In that case, the Seventh Circuit Court of Appeals held that “as a matter of law, a credit reporting agency is not liable under the FCRA for reporting inaccurate  information obtained from a court’s Judgment Docket, absent prior notice from the consumer that the information may be inaccurate.” See Henson, 29 F.3d at 285. However, that case involved reliance on a court’s Judgment Docket, not on another CRA, and did not involve mistaken identity – in that case, a court had erroneously docketed a judgment against the plaintiff in a case in which he was a party. Here, DataQuick claims to have relied on Trans Union, and Trans Union made the mistake of ascribing tax liens to Plaintiff despite accurate court documents ascribing the liens to someone else.

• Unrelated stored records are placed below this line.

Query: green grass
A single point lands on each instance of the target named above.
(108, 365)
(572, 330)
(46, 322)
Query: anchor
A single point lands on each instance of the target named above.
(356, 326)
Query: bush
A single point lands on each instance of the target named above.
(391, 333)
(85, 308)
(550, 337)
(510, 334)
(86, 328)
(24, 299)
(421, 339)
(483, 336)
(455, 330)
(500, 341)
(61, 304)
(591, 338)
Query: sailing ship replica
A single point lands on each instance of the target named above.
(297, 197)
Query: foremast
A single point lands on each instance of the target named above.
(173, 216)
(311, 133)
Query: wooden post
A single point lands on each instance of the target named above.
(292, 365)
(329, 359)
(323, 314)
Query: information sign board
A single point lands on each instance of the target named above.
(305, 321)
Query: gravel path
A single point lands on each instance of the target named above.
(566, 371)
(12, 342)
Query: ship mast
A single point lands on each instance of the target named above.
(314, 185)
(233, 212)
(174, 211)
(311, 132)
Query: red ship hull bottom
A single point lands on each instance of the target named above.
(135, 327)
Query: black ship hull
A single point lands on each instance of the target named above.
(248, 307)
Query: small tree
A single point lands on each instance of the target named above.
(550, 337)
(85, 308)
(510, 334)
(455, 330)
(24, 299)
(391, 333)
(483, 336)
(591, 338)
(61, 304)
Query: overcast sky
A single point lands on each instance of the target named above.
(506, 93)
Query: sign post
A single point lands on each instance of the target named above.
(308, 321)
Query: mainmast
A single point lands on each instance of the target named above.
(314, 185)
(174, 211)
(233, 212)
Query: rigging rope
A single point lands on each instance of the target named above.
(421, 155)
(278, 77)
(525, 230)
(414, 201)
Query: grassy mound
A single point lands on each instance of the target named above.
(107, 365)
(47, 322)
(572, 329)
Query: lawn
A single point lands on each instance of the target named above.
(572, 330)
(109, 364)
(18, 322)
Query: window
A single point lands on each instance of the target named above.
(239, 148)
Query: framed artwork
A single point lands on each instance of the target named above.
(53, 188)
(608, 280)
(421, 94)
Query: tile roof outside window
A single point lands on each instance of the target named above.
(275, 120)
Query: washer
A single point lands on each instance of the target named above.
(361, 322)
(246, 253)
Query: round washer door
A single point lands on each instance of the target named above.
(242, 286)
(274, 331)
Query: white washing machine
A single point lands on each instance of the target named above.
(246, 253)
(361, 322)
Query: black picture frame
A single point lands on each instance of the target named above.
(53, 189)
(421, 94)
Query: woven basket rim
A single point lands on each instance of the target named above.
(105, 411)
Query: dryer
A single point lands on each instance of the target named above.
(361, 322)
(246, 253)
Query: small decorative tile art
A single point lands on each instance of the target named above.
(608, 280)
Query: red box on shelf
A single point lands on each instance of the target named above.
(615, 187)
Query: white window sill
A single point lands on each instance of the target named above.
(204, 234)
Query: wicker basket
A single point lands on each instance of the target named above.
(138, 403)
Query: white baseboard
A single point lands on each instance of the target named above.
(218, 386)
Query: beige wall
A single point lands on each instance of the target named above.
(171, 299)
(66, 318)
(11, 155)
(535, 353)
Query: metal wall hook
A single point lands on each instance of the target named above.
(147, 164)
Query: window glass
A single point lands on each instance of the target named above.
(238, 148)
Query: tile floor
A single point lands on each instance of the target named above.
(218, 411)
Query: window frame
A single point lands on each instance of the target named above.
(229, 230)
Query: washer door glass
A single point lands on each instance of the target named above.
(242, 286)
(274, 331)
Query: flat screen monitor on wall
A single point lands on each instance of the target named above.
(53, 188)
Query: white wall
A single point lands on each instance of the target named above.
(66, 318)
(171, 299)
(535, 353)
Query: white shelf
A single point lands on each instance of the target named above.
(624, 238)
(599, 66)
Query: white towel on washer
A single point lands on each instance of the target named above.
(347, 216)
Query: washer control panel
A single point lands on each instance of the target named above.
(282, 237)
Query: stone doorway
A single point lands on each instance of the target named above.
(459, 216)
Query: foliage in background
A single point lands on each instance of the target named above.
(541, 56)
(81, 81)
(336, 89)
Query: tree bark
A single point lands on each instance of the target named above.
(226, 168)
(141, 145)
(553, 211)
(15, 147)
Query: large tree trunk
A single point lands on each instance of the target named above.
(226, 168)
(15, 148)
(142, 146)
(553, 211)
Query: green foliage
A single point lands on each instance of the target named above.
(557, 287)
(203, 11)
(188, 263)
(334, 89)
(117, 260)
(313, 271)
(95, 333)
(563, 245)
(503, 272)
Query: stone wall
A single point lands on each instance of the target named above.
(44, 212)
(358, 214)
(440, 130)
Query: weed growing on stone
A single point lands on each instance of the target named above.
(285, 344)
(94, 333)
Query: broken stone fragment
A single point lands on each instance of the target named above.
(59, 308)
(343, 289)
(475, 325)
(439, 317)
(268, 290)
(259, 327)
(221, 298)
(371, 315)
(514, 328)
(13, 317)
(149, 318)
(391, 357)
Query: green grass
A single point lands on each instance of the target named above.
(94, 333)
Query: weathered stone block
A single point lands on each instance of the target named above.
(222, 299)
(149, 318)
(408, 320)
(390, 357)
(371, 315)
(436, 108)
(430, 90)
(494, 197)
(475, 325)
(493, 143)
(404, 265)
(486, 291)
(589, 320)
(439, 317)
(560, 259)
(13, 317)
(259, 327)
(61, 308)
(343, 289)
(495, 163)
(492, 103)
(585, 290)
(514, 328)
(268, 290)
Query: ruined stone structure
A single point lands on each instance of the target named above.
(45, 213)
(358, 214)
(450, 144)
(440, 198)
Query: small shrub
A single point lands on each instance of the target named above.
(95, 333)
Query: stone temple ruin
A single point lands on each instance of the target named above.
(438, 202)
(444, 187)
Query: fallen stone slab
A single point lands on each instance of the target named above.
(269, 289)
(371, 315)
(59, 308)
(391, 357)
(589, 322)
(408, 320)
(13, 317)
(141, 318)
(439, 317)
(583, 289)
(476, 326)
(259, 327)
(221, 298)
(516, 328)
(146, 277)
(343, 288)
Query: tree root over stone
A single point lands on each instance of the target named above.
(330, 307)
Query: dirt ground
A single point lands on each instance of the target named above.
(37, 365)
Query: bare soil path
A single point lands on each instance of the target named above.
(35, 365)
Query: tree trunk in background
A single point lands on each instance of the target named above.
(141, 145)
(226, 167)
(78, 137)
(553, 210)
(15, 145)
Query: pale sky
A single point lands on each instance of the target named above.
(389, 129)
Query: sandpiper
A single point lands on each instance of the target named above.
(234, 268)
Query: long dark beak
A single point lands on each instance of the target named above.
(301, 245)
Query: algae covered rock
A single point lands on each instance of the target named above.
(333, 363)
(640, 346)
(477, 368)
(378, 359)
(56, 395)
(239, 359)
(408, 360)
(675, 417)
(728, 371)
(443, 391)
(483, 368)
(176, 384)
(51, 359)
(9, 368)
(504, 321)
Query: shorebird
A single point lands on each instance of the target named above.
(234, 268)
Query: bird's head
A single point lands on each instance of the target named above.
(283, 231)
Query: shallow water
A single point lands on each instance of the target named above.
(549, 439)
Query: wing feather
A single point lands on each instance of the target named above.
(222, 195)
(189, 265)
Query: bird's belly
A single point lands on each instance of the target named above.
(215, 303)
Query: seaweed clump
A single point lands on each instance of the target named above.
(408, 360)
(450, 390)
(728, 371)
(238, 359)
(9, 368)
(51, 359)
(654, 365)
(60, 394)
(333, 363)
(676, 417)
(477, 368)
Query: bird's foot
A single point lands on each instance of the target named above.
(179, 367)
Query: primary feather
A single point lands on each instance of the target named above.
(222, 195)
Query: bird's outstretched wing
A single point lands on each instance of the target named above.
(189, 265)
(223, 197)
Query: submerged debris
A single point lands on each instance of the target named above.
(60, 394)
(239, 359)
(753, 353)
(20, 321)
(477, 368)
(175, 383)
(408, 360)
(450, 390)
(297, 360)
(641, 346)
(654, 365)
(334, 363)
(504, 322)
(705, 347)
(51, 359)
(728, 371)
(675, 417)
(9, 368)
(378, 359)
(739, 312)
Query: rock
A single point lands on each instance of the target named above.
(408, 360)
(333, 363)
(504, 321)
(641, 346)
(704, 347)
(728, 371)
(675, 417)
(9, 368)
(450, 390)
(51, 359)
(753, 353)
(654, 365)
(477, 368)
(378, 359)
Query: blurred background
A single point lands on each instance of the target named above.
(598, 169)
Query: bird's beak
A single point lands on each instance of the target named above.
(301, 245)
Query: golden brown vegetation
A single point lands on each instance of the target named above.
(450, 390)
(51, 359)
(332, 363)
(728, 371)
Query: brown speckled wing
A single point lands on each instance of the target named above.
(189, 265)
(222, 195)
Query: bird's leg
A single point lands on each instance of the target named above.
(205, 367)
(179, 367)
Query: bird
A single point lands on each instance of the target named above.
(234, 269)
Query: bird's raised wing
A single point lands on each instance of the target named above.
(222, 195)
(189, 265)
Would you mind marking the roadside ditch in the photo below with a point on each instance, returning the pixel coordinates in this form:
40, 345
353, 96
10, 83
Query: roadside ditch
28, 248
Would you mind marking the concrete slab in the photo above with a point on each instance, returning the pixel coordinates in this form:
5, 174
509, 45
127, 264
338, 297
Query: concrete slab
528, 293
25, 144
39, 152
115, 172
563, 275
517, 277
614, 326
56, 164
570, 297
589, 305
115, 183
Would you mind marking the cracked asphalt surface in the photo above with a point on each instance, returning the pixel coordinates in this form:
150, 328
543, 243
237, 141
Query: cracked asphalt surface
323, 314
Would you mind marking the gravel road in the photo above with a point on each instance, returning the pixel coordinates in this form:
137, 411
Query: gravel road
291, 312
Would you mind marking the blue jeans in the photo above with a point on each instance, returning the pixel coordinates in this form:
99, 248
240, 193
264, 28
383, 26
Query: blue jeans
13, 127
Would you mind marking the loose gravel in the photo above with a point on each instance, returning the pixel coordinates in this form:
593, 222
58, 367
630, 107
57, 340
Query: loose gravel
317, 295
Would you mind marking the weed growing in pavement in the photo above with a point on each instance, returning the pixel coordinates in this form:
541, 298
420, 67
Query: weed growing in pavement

For all of these reasons, then, DataQuick’s arguments fail, and Plaintiff is at least

entitled to request discovery on his claim against DataQuick. Under any of the three potential standards for evaluating the second prong of a § 1681e(b) claim proffered by the Third Circuit Court of Appeals, Plaintiff has set forth sufficient allegations to state a claim.



For the foregoing reasons, Defendant’s motion to dismiss Plaintiff’s Amended

Complaint will be denied. An appropriate Order follows.